Le laboratoire pharmaceutique français Sanofi, engagé dans la recherche d'un vaccin contre le Covid-19, attend des Européens qu'ils soient aussi efficaces que les Américains, a déclaré jeudi son président pour la France, Olivier Bogillot, s'efforçant de clore la polémique née des propos tenus la veille par le directeur général du groupe.

"Il est évident que si Sanofi découvre un médicament vaccin contre le Covid-19 et qu'il est efficace, il sera accessible à tous", a-t-il dit jeudi matin sur BFM TV.

Quant à la question de savoir si les Américains et les Européens seraient "servis" en même temps, il a répondu: "Si les Européens travaillent aussi rapidement que les Américains, cela ne fera aucun doute."

Dans une interview publiée mercredi par l'agence Bloomberg, Paul Hudson a déclaré que les Etats-Unis seraient prioritaires dans la fourniture d'un éventuel vaccin. "Le gouvernement américain, a dit le patron de Sanofi, a le droit de prendre les plus grandes précommandes car il s'est investi dans la prise de risque" lié à la recherche et au développement de ce vaccin.

Le propos a suscité l'émoi, notamment en France où le Premier ministre, Edouard Philippe, a indiqué à la mi-journée sur Twitter que les vaccins qui seront trouvés contre le Covid-19 relèveront d'un "bien public mondial".

"L'égal accès de tous au vaccin n'est pas négociable", a-t-il ajouté. "Je viens de le rappeler à Serge Weinberg qui préside Sanofi, cette grande entreprise profondément française.
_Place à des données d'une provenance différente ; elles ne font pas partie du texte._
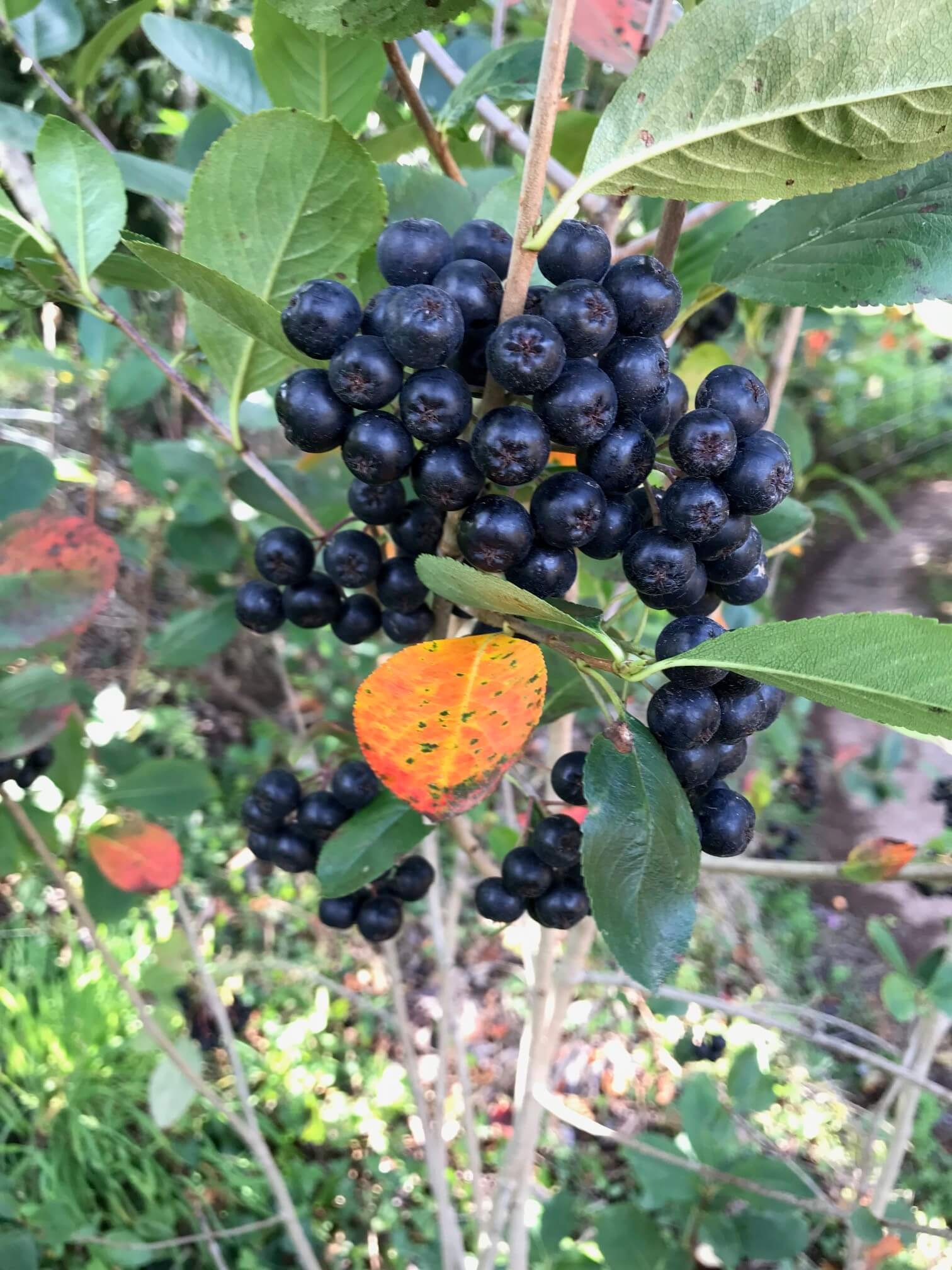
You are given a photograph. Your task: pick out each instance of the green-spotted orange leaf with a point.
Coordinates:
(137, 856)
(441, 722)
(56, 573)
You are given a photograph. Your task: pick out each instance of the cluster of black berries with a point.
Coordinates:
(543, 877)
(702, 719)
(26, 769)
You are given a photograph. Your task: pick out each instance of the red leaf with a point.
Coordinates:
(139, 856)
(56, 573)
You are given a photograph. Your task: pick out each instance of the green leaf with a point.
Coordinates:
(776, 98)
(106, 41)
(640, 854)
(316, 203)
(748, 1087)
(212, 57)
(508, 74)
(899, 996)
(887, 667)
(328, 76)
(51, 28)
(171, 1094)
(368, 844)
(82, 192)
(243, 310)
(166, 787)
(383, 20)
(26, 479)
(192, 638)
(885, 242)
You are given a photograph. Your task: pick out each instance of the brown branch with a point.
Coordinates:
(436, 140)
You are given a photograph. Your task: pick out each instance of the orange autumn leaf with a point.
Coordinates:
(441, 722)
(137, 856)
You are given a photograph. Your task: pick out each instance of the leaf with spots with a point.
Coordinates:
(56, 573)
(441, 722)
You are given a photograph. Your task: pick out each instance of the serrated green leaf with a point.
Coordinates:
(640, 854)
(776, 98)
(331, 77)
(212, 57)
(316, 203)
(885, 242)
(385, 20)
(888, 667)
(508, 74)
(82, 191)
(368, 844)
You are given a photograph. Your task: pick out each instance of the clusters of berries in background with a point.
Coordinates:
(26, 769)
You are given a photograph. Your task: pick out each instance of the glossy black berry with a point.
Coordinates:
(413, 251)
(377, 447)
(657, 563)
(258, 606)
(354, 784)
(341, 913)
(526, 355)
(584, 315)
(568, 779)
(484, 241)
(621, 460)
(693, 766)
(563, 906)
(319, 815)
(734, 566)
(412, 879)
(314, 602)
(277, 792)
(352, 559)
(682, 717)
(524, 874)
(581, 408)
(408, 627)
(511, 445)
(375, 315)
(423, 327)
(494, 534)
(360, 619)
(546, 572)
(496, 903)
(617, 526)
(312, 417)
(639, 370)
(647, 295)
(365, 374)
(477, 289)
(320, 318)
(575, 251)
(761, 475)
(568, 510)
(293, 852)
(682, 636)
(283, 556)
(703, 443)
(694, 508)
(436, 406)
(380, 918)
(418, 529)
(446, 475)
(399, 587)
(725, 823)
(749, 588)
(376, 505)
(737, 392)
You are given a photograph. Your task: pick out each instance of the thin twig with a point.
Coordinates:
(436, 140)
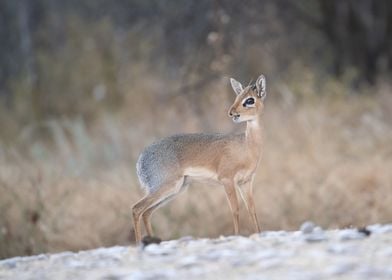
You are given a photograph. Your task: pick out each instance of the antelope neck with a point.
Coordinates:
(253, 134)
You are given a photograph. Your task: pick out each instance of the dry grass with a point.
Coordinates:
(326, 159)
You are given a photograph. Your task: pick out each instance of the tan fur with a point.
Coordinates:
(231, 160)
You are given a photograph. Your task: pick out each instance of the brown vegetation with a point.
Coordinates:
(84, 87)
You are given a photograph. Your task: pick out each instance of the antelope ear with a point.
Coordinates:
(237, 87)
(261, 87)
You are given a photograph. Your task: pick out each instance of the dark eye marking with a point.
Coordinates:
(249, 101)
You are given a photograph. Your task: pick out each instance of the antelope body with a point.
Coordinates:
(166, 167)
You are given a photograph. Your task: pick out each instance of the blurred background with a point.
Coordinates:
(85, 85)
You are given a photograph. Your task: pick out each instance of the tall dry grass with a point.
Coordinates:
(326, 159)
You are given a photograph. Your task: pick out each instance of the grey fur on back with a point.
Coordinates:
(161, 160)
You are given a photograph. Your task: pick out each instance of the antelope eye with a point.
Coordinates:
(249, 101)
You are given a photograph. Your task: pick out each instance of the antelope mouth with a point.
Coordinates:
(236, 118)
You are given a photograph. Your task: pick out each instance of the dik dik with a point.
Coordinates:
(167, 166)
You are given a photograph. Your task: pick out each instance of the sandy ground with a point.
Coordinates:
(310, 253)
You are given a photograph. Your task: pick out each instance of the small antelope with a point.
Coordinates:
(167, 166)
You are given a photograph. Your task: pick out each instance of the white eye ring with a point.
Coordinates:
(245, 102)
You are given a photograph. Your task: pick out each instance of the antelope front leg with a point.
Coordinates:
(246, 191)
(233, 202)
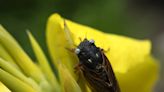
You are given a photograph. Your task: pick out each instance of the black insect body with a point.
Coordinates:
(96, 67)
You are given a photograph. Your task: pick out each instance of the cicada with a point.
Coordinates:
(96, 67)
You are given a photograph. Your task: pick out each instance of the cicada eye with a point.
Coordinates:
(91, 41)
(77, 50)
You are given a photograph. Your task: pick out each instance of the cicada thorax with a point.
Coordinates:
(96, 67)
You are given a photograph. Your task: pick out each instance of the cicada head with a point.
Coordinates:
(88, 54)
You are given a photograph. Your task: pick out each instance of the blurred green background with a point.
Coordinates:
(142, 19)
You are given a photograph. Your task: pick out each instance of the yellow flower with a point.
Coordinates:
(134, 67)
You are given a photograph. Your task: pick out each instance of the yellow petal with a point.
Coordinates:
(13, 71)
(43, 62)
(68, 83)
(126, 54)
(15, 84)
(142, 77)
(20, 57)
(58, 42)
(3, 88)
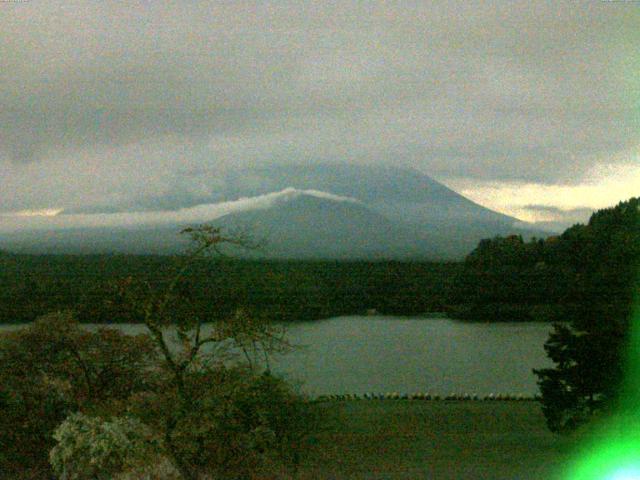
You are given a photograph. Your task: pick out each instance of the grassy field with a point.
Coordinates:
(437, 440)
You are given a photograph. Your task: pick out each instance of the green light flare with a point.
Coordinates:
(613, 451)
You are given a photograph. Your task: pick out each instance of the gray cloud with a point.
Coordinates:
(110, 103)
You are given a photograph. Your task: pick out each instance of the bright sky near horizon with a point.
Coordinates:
(529, 108)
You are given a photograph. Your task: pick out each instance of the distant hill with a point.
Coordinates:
(323, 211)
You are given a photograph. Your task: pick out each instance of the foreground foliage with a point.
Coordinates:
(192, 397)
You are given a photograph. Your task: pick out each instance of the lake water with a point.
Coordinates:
(409, 355)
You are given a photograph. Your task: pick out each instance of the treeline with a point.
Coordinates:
(95, 286)
(591, 265)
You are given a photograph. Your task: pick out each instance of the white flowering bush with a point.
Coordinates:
(93, 448)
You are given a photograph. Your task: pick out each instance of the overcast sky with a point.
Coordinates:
(531, 108)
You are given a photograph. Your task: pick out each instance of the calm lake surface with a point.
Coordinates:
(409, 355)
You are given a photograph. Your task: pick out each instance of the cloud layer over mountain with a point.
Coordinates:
(121, 103)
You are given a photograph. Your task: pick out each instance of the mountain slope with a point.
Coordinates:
(399, 193)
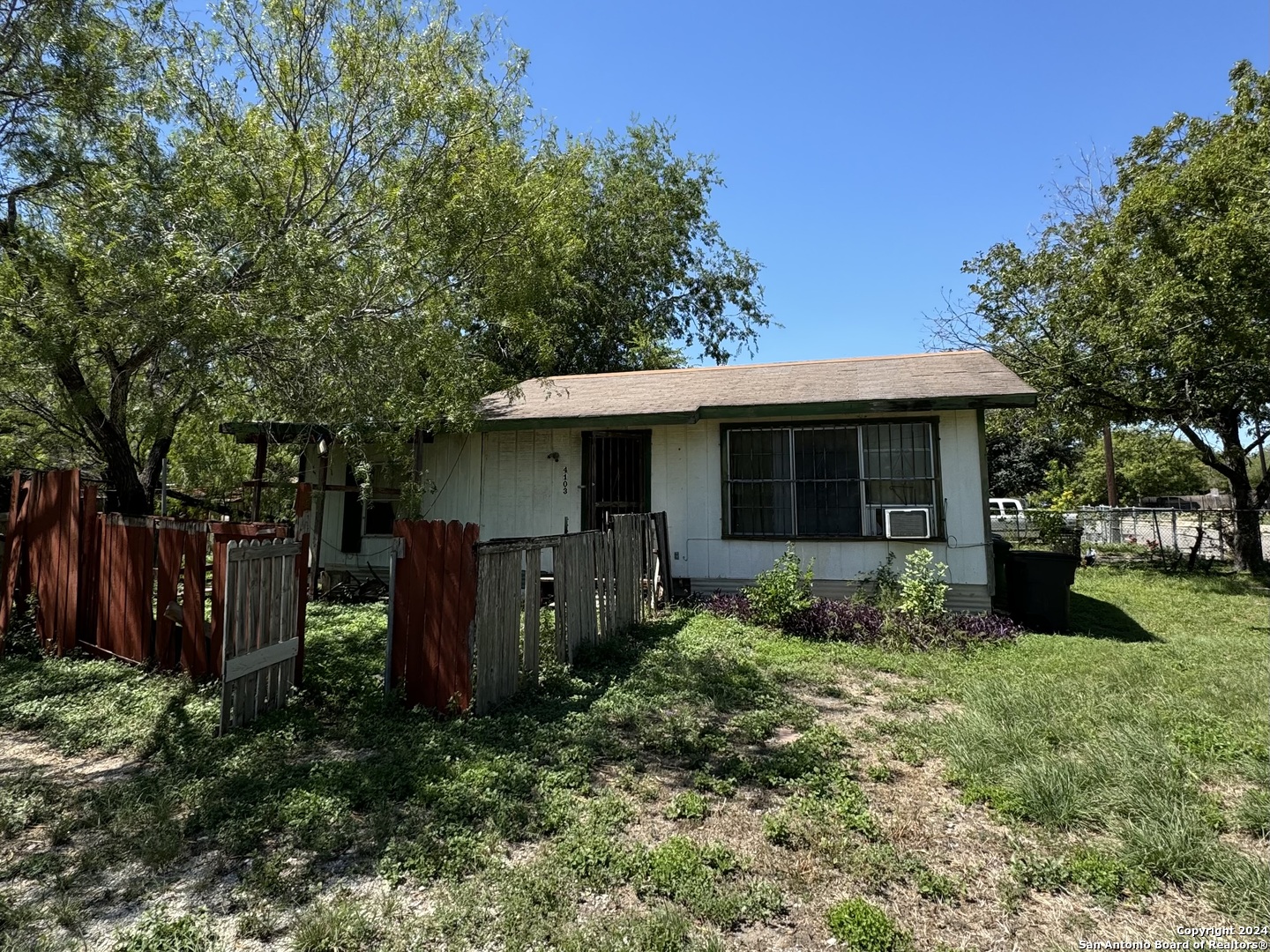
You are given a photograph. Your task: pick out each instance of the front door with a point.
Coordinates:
(615, 475)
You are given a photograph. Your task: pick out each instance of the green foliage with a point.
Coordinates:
(705, 880)
(340, 925)
(1021, 447)
(1148, 462)
(863, 926)
(372, 242)
(1099, 874)
(923, 588)
(1142, 297)
(880, 773)
(1254, 813)
(782, 589)
(159, 932)
(687, 807)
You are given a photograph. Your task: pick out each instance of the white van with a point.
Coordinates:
(1007, 517)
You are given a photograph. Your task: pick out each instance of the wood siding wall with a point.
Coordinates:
(508, 484)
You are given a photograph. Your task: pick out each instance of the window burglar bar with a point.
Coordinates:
(826, 481)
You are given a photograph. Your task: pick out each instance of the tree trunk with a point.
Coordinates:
(133, 494)
(1246, 547)
(1247, 524)
(1232, 462)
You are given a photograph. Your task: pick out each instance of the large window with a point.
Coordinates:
(826, 481)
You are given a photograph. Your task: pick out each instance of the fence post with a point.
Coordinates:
(387, 655)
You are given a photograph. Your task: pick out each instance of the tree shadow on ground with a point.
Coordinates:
(348, 776)
(1095, 619)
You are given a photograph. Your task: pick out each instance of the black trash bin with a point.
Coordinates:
(1000, 554)
(1039, 587)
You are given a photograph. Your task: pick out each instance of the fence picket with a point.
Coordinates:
(533, 596)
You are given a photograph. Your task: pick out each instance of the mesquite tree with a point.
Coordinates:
(1145, 299)
(334, 211)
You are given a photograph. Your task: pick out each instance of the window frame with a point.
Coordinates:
(938, 504)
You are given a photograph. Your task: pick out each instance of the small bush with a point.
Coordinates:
(342, 926)
(863, 926)
(923, 588)
(1102, 876)
(880, 773)
(687, 807)
(1254, 813)
(704, 880)
(158, 932)
(781, 591)
(729, 605)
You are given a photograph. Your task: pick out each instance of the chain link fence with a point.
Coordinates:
(1139, 531)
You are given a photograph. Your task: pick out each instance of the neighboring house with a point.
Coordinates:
(848, 458)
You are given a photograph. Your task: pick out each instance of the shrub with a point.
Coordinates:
(781, 591)
(923, 588)
(1254, 813)
(158, 932)
(703, 879)
(687, 807)
(912, 619)
(729, 606)
(865, 928)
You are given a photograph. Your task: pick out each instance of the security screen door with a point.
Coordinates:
(615, 476)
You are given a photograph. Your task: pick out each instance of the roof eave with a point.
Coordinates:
(842, 407)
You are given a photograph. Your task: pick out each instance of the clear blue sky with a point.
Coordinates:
(869, 149)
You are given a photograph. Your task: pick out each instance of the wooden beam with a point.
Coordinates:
(262, 455)
(319, 519)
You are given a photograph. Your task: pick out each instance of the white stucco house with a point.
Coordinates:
(848, 458)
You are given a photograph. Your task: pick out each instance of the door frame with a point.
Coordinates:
(588, 482)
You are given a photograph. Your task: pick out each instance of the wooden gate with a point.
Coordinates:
(262, 608)
(430, 609)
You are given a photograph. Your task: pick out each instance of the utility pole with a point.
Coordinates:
(1109, 456)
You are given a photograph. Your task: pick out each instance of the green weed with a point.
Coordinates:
(863, 926)
(159, 932)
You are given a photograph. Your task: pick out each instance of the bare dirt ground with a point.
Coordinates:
(923, 816)
(918, 814)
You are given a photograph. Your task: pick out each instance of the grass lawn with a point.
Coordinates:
(703, 785)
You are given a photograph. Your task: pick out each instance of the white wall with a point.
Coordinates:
(505, 481)
(705, 555)
(375, 551)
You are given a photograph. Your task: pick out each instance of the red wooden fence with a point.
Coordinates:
(433, 603)
(100, 577)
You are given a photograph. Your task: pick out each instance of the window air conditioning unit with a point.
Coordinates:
(908, 524)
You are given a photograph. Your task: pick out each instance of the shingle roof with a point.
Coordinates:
(935, 381)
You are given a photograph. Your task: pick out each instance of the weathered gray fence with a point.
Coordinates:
(603, 583)
(263, 599)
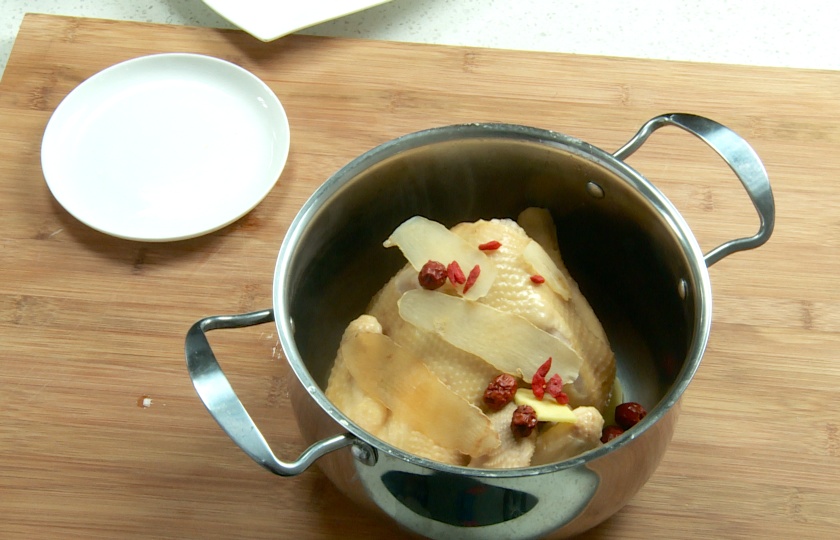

Il m'a donné toutes les assurances nécessaires quant à la distribution en France d'un éventuel vaccin Sanofi."

Avant lui, la secrétaire d'Etat auprès du ministre de l'Economie, Agnès Pannier-Runacher, avait déclaré sur Sud Radio qu'il "serait inacceptable qu'il y ait un accès privilégié de tel ou tel pays sous un prétexte qui serait un prétexte pécuniaire, surtout dans le contexte actuel".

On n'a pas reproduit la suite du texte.